Gauge invariance of light-matter interactions in first-principle tight-binding models

TL;DR

This paper investigates gauge invariance in first-principle tight-binding models for light-matter interactions, demonstrating that the dipole gauge offers more accurate results and that enforcing sum rules can correct velocity gauge deficiencies.

Contribution

It compares velocity and dipole gauges in TB models, showing how to enforce gauge invariance and improve accuracy using sum rules.

Findings

Dipole gauge yields more accurate optical responses.

Enforcing sum rules corrects velocity gauge deficiencies.

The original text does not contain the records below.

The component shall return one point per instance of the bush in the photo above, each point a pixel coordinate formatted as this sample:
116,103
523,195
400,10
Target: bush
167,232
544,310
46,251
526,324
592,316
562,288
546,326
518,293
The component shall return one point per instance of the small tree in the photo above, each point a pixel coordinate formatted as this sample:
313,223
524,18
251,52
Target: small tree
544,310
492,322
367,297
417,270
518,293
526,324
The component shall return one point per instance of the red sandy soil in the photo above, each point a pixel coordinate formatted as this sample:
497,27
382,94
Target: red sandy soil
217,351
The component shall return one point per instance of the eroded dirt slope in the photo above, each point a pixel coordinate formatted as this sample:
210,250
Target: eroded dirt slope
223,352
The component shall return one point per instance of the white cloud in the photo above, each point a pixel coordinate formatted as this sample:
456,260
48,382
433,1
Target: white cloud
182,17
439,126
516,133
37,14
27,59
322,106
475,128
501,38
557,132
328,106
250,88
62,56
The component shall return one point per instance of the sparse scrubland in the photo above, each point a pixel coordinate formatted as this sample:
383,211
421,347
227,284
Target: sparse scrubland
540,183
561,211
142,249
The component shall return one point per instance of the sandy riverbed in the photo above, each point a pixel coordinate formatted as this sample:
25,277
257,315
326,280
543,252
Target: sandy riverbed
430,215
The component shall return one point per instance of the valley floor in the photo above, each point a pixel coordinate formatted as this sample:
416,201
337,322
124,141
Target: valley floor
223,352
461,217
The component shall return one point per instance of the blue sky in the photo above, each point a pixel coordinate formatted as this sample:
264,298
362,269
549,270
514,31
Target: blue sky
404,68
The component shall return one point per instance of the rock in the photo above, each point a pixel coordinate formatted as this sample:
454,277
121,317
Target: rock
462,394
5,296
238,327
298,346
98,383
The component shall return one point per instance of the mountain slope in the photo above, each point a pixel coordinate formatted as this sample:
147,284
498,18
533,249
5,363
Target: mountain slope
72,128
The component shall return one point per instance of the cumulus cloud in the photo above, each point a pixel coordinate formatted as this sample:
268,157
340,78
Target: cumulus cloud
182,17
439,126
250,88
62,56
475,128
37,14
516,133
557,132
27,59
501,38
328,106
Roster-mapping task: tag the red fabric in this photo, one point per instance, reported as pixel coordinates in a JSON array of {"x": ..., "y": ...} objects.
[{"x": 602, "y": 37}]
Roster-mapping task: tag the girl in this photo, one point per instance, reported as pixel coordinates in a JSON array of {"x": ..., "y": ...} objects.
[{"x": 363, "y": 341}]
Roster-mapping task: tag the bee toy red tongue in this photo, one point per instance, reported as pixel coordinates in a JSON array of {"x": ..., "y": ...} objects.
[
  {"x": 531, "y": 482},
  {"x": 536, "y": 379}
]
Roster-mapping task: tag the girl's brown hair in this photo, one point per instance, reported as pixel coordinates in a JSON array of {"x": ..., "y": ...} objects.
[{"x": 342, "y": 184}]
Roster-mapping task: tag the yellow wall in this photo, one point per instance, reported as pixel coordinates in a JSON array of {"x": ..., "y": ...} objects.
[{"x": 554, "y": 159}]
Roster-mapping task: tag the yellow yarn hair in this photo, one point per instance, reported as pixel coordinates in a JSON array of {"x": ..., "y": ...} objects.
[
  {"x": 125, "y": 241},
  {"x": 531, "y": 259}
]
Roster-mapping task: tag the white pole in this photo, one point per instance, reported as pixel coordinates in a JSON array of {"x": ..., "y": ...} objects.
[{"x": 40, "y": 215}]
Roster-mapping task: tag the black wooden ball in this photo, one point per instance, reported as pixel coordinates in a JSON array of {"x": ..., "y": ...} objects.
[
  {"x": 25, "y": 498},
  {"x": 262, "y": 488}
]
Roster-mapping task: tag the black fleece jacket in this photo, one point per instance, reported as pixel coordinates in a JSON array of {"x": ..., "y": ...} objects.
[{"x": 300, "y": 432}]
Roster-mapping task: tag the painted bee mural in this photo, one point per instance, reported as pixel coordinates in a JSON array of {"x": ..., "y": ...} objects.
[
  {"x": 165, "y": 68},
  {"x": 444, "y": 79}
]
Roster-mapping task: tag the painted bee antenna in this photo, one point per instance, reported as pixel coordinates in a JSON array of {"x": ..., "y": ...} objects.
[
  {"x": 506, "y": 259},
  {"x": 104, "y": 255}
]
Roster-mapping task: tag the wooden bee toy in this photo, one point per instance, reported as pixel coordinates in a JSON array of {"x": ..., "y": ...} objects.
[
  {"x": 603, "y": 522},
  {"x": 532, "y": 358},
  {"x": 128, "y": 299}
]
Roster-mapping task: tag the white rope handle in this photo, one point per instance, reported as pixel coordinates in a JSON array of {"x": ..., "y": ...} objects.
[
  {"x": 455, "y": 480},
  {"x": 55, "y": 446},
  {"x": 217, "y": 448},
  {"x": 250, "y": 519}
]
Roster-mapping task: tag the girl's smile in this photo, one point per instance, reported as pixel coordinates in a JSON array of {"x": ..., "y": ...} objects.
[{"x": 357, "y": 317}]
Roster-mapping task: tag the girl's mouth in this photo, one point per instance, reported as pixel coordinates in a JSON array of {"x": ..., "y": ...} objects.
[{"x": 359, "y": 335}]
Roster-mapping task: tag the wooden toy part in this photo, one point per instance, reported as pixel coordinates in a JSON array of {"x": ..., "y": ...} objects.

Gauge invariance can be achieved in TB models through sum rule enforcement.

Abstract

We study the different ways of introducing light-matter interaction in first-principle tight-binding (TB) models. The standard way of describing optical properties is the velocity gauge, defined by linear coupling to the vector potential. In finite systems a transformation to represent the electromagnetic radiation by the electric field instead is possible, albeit subtleties arise in periodic systems. The resulting dipole gauge is a multi-orbital generalization of Peierl's substitution. In this work, we investigate accuracy of both pathways, with particular emphasis on gauge invariance, for TB models constructed from maximally localized Wannier functions. Focusing on paradigmatic two-dimensional materials, we construct first-principle models and calculate the response to electromagnetic fields in linear response and for strong excitations. Benchmarks against fully converged first-principle calculations allow for ascertaining the accuracy of the TB models. We find that the dipole gauge provides a more accurate description than the velocity gauge in all cases. The main deficiency of the velocity gauge is an imperfect cancellation of paramagnetic and diamagnetic current. Formulating a corresponding sum rule however provides a way to explicitly enforce this cancellation. This procedure corrects the TB models in the velocity gauge, yielding excellent agreement with dipole gauge and thus gauge invariance.